I think our world reflects this simple truth. Hence the explosion of charismatic brands of Christianity, be they Pentecostal, or the new Catholic charismatic trend, big in Latin America today.
The conception of becoming more through overcoming does fit better with the Orthodox idea of salvation. Dostoevsky read and explicitly replies to Nietzsche with his Christian existentialism, and I'm happy I read the Brothers Karamazov soon after going through most of Nietzsche's work and Kaufman's excellent guide and biography. It's an able Christian response, the best I've seen.
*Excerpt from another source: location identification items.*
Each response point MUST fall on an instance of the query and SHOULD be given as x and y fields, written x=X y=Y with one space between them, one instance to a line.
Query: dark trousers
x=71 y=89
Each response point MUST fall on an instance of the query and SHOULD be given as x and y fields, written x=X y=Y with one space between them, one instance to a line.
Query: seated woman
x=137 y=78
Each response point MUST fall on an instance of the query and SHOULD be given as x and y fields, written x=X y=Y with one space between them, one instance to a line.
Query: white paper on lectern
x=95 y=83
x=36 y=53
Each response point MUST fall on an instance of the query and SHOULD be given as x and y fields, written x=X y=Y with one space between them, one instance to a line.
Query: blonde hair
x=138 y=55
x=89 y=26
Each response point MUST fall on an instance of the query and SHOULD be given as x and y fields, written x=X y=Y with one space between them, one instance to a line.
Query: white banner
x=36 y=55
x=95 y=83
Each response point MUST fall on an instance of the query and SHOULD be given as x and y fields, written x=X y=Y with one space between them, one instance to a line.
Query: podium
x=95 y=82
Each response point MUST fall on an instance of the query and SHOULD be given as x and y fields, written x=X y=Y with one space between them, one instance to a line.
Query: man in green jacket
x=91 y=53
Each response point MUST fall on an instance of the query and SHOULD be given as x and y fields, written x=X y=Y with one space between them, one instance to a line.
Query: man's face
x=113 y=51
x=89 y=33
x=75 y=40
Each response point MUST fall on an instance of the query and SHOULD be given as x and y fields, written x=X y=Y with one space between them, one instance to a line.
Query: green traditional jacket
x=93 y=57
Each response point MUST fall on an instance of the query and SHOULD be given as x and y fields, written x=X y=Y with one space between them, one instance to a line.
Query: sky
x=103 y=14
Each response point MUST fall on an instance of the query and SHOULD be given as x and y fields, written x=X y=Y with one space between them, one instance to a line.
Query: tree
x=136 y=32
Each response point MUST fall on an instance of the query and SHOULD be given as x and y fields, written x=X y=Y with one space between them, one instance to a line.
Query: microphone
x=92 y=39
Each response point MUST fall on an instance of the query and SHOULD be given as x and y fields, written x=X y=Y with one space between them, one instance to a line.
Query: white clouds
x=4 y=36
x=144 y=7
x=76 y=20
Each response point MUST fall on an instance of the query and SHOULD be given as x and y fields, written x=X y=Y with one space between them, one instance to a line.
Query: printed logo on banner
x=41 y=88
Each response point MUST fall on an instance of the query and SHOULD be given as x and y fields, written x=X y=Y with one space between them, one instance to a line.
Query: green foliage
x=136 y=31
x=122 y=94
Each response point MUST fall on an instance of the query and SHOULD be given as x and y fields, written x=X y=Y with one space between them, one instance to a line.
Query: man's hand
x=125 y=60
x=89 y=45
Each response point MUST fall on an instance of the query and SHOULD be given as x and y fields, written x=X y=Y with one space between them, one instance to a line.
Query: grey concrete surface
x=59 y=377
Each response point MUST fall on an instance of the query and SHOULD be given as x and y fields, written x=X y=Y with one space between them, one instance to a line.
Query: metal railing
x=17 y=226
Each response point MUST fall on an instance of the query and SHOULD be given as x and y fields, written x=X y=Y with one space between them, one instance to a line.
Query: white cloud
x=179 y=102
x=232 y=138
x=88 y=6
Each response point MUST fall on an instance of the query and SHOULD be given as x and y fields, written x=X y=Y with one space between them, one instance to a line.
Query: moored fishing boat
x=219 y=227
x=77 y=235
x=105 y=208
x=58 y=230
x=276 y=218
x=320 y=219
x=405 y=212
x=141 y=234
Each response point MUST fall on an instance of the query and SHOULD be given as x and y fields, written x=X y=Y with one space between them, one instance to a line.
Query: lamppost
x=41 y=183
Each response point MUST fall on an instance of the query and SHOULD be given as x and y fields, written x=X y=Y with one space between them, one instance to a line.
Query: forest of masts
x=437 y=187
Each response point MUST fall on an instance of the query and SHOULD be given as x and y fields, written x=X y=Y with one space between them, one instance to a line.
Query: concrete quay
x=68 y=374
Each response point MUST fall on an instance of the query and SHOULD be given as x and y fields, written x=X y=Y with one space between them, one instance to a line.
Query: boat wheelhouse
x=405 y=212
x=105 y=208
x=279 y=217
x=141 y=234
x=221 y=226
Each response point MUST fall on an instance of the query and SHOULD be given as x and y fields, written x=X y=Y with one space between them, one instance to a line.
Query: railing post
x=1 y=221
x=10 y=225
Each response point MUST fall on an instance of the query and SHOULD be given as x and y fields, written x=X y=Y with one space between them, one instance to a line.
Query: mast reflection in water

Looking further afield, the idea of rejecting the morality of the world and chasing ecstacy and knowledge meshes fine with Gnostic Christianity, although Nietzsche clearly wouldn't agree with the asceticism of the Cathars or early Gnostics, or their Platonism. However, despite being so far off ontologically, they seem to fit together spiritually quite well.
The Gnostic pneumatic is similar to the Overman, stepping over conventional, worldly morals, and seeking truth above all else. They take a similarly dim view of the masses, of the great bulk of Christians and Jews as hylics. Nietzsche is obviously proselytizing for his ideas, so there are similarities there as well.
Nietzsche is writing about main stream Christianity in 19th century Germany and I never got the impression he studied theology let alone mysticism much, so his attacks won't bother all religious people. His description of Jewish morality is just going to seem surface level to the Jew steeped in Merkabah and Kabbalahism.